Today’s Dallas Morning News has a short, but important, editorial about the proposed immigration reform bill. The editorial is directed at those who fear an influx of immigrants is a threat to American culture. Here is the editorial:
What worries some Americans about all this immigration talk in Washington is that new waves of immigrants could so change our culture that America no longer seems recognizable. The worry is a legitimate one. Our country has always churned with change, but none of us want to lose sight of our history, ideals and customs.
Given the red-hot rhetoric surrounding the Senate’s immigration bill, you may not think the proposal responds to those worries. It does, though, and in a constructive way. For example, the legislation would:
*Require every immigrant who qualifies as a permanent legal resident to learn English and take civics classes before they become citizens.
The bill is very detailed about what’s included in those civics classes. Immigrants must learn about the Declaration of Independence, the Constitution, the Federalist Papers, the Emancipation Proclamation, the Revolutionary War, the Civil War, World Wars I and II, major court decisions and the civil rights movement, among other parts of our national story.
They likewise must know about the founding fathers, various elected officials, scientists, inventors, equal-rights activists, entrepreneurs and artists. All of that would require a working proficiency in English, too.
*Let the Department of Homeland Security constantly review and update the nationalization test and assist immigrants who want to become citizens.
We hope a large part of the money devoted to helping immigrants assimilate goes to nonprofits, churches and other nongovernment organizations.
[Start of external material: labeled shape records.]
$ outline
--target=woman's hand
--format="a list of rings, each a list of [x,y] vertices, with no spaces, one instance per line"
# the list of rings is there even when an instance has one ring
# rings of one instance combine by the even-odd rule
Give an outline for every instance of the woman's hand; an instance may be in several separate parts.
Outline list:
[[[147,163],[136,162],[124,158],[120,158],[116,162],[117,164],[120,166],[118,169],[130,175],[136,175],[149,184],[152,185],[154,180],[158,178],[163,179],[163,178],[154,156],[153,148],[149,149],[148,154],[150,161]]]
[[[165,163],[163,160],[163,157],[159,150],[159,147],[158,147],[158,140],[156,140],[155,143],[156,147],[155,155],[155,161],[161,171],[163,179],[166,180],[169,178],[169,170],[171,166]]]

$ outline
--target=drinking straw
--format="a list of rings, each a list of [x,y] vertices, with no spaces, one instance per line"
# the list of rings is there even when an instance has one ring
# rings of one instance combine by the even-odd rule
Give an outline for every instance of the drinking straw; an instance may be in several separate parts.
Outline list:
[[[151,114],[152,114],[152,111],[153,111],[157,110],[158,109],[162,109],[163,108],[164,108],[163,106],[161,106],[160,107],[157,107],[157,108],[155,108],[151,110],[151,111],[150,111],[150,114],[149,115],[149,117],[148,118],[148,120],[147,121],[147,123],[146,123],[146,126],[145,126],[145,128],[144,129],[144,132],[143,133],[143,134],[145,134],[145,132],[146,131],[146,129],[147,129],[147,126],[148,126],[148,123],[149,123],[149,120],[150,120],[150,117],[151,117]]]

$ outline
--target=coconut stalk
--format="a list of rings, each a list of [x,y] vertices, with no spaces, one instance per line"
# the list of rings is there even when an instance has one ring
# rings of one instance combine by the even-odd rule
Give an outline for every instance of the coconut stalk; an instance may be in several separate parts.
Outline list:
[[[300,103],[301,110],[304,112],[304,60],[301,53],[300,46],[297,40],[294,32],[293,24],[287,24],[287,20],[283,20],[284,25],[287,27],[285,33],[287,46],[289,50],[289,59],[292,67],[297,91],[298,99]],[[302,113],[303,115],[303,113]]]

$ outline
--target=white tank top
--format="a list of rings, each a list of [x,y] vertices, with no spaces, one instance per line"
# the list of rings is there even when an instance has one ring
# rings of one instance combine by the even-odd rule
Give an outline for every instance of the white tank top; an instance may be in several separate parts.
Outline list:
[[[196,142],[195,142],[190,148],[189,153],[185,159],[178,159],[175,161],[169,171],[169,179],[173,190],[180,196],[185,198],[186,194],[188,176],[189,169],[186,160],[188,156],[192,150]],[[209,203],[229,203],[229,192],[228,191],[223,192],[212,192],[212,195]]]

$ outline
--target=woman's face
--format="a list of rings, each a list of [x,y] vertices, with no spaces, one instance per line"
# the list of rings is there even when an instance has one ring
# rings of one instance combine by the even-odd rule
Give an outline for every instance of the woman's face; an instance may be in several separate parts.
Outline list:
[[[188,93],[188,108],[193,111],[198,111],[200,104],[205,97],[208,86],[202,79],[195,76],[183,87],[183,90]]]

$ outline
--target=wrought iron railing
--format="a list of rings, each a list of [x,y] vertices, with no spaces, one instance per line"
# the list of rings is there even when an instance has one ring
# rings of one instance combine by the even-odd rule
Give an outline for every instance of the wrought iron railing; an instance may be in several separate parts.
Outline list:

Mediating institutions, like small churches, often are in a better position to reach immigrants than the feds.
*Put on the Internet a curriculum designed to teach English to those who don’t know it. Nonprofits and other local groups could download it and train immigrants in English. Today, the curriculum can be expensive to purchase.
There’s value in preserving America’s heritage, including the use of English. The immigration bill being fought in Washington embraces that value, which is one more reason for the Senate to pass the legislation. It will ensure that our customs are passed on to future immigrants.